Lately seeing the RADOS instance in manager (python core) getting
blocklisted. Manager modules (such as mgr/volumes) use a pool of
CephFS connection handles which register their addrs on connection
initialization (via register_client()). Shutting down a connection
unregisters the respective address.
Some history:
This machinery was introduced to workaround the case where ceph-mgr
was getting evicted by ceph mds due to unlcean shutdown (ceph-mgr
python modules do not cleanup gracefully on exit) causing teuthology
tests to fail. The workaround was to blocklist these clients by including
the client addrs in the manager beacon message sent to monitor (for
inclusion in OSDMap) -- but this was not sufficient enough to solve
the eviction issue altogether. In the end whitelisting the cluster log
warning was rather convinient to workaround the tests failures.
However, the whole register/unregister machinery in still in use.

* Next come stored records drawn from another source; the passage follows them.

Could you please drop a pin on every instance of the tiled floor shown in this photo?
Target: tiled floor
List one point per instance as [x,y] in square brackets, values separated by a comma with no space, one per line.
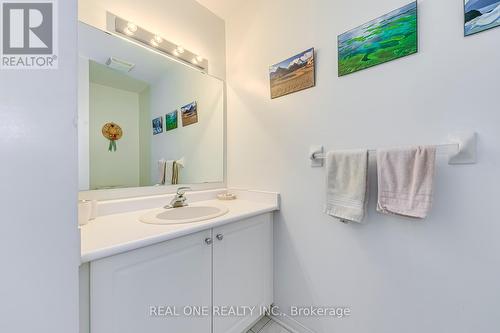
[266,325]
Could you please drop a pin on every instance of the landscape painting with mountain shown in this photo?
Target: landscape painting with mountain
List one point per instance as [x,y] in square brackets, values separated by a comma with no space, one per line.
[481,15]
[386,38]
[294,74]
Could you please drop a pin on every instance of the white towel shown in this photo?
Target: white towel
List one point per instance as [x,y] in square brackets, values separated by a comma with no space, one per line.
[405,181]
[347,185]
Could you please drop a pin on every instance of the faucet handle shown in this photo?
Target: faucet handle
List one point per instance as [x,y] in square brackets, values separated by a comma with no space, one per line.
[182,190]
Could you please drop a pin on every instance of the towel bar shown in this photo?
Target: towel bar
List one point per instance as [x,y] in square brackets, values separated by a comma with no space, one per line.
[461,150]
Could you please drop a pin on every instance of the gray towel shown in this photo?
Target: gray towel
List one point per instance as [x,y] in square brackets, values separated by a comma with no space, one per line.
[405,181]
[347,186]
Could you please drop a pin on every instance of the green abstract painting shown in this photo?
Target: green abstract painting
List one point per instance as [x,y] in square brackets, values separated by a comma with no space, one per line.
[171,121]
[386,38]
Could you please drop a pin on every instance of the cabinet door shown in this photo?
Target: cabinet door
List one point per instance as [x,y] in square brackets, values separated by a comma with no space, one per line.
[174,273]
[243,271]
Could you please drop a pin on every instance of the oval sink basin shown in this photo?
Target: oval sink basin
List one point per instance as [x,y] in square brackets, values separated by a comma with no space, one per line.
[181,215]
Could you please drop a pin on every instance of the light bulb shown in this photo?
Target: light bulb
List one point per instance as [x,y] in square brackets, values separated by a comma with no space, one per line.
[132,27]
[128,32]
[158,39]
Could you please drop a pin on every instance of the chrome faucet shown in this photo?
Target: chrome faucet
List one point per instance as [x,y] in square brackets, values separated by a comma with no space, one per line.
[179,200]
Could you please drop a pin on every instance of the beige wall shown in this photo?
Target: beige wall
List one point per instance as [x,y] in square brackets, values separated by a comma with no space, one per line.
[396,275]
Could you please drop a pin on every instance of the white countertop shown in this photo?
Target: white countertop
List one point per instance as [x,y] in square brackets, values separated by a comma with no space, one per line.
[117,233]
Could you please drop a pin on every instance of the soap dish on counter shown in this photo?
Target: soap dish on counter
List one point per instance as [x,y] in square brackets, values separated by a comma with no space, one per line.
[226,196]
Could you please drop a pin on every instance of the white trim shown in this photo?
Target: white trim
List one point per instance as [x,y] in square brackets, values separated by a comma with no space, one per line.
[132,192]
[291,324]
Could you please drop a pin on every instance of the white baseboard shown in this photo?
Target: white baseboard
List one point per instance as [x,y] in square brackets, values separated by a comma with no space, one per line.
[291,324]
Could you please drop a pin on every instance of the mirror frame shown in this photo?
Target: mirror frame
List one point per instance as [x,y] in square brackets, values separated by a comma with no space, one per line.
[155,190]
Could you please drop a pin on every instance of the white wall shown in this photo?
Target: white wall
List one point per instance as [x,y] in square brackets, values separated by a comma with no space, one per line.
[183,22]
[396,275]
[119,168]
[201,144]
[39,240]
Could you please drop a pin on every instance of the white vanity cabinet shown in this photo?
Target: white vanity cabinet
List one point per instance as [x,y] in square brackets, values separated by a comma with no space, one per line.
[243,271]
[230,265]
[173,273]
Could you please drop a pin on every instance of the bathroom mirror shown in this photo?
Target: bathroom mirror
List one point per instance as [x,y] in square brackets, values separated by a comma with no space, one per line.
[145,120]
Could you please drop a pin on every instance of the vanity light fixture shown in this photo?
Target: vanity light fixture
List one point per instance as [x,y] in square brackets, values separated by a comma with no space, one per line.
[130,29]
[156,41]
[138,35]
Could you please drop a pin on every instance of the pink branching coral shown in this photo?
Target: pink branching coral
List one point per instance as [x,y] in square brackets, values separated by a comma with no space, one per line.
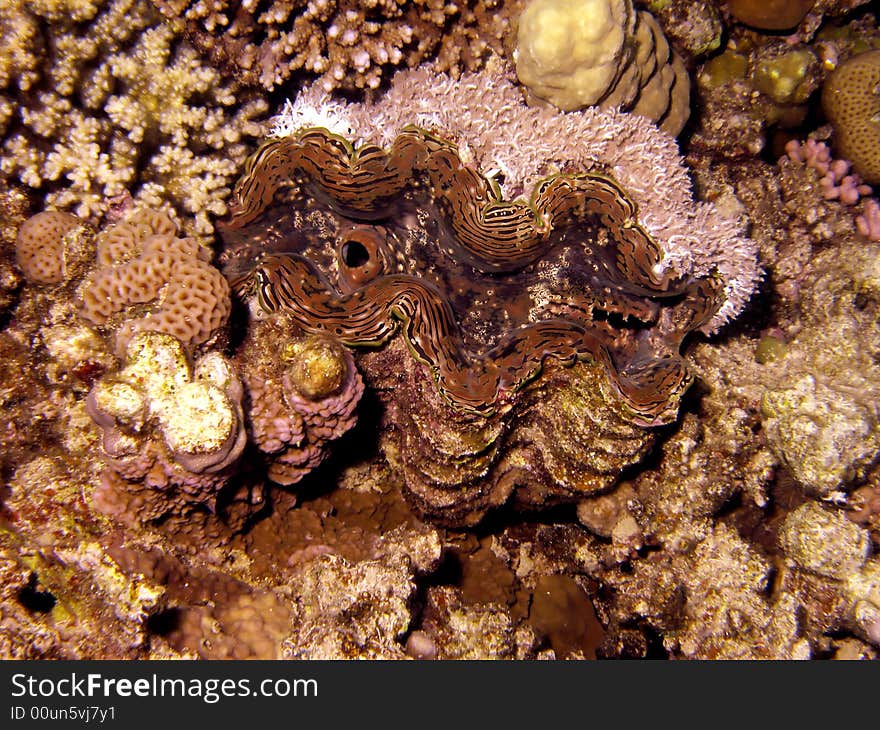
[837,181]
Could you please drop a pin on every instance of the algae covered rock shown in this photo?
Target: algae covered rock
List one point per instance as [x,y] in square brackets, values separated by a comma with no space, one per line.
[826,436]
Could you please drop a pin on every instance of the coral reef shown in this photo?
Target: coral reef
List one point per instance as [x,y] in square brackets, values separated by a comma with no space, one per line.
[347,44]
[692,478]
[168,427]
[852,103]
[41,246]
[577,53]
[302,394]
[101,98]
[457,463]
[144,266]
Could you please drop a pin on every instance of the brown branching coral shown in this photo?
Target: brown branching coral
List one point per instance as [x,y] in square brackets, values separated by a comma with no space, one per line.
[347,44]
[99,98]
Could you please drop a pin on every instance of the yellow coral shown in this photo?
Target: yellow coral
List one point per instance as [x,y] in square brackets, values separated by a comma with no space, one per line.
[577,53]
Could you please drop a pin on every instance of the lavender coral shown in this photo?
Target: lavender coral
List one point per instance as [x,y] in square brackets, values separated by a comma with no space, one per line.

The endless loop made ceph manager unresponsive thereby getting
blocklisted in midst of normal operation.
Fixes: http://tracker.ceph.com/issues/47329
Signed-off-by: Venky Shankar <vshankar@redhat.com>
auto itp = clients.equal_range(std::string(name));
for (auto it = itp.first; it != itp.second; ++it) {
if (it->second == addrs) {
- it = clients.erase(it);
+ clients.erase(it);
+ return;
}
}
}